Each portfolio includes 20 digital images, submitted in 2 sections. In Selected Works (5 images), students present finished drawings that demonstrate advanced drawing skills and clear synthesis of materials, processes, and ideas. Each image is accompanied by short written notes identifying what the work represents and how it was created.
The Sustained Investigation (15 images) centers on discovery through inquiry-based, student-driven learning. Students identify one guiding question or area of inquiry and explore it in depth through practice, experimentation, and revision. This process allows students to investigate materials, mark-making approaches, and ideas as they evolve, revealing curiosity, persistence, and growth over time. The submitted images may include completed drawings as well as process documentation that shows how ideas and techniques developed. Together, these selections demonstrate how students think critically, take creative risks, and refine their work through sustained inquiry and reflection.
What the Exam Assessors Look For
What the Exam Assessors Look For
Assessors evaluate each portfolio using the AP Art and Design scoring guidelines. In the Sustained Investigation, assessors look for evidence that the student’s inquiry drives discovery and development through practice, experimentation, and revision using drawing skills. Strong portfolios demonstrate skillful synthesis—clear relationships among materials, processes, and ideas—and show how written and visual evidence together convey inquiry-based learning and artistic growth.

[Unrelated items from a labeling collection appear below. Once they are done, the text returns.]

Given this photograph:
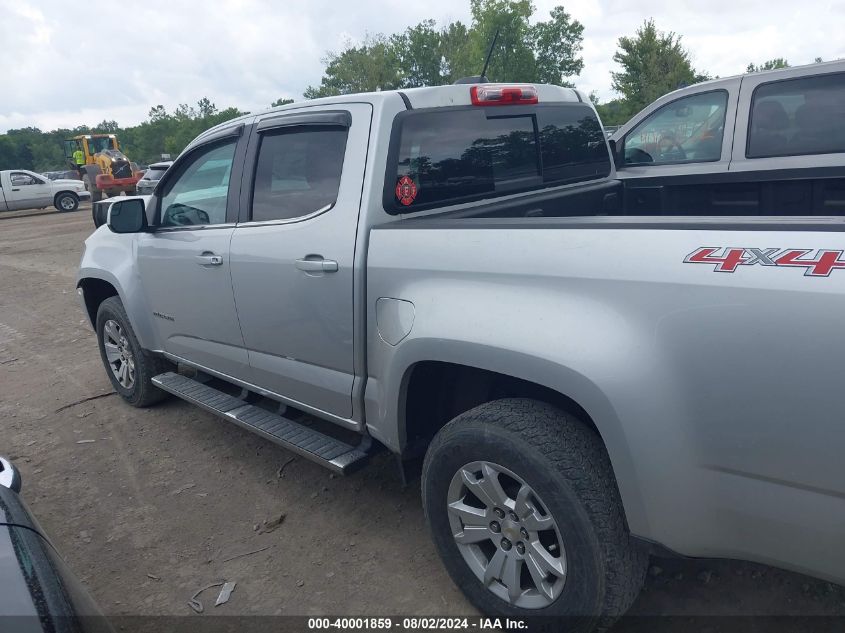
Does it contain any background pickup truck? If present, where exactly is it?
[612,61,845,217]
[0,169,91,211]
[78,84,845,630]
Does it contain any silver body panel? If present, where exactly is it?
[80,82,845,582]
[367,220,845,582]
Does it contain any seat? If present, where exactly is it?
[748,101,789,158]
[789,102,842,154]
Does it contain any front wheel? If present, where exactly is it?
[54,192,79,211]
[97,297,171,407]
[423,399,647,631]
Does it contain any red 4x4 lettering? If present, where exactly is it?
[775,250,845,277]
[684,246,845,277]
[684,247,745,273]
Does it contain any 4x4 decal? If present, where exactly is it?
[684,246,845,277]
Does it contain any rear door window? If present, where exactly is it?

In the Selected Works, assessors evaluate visual evidence of advanced drawing skills; synthesis of materials, processes, and ideas; and clear written identification of each work’s intent and creation. The highest-scoring portfolios show clear synthesis—where materials, processes, and ideas merge seamlessly to create visually and conceptually compelling works.
Students may work in a variety of media, including graphite, ink, charcoal, pastel, painting, digital drawing, printmaking, and mixed media. Still images from video or film and composite images are also accepted. All work must be the student’s original creation, submitted digitally through the AP Digital Portfolio. Generative artificial intelligence tools are prohibited at every stage of the creative process.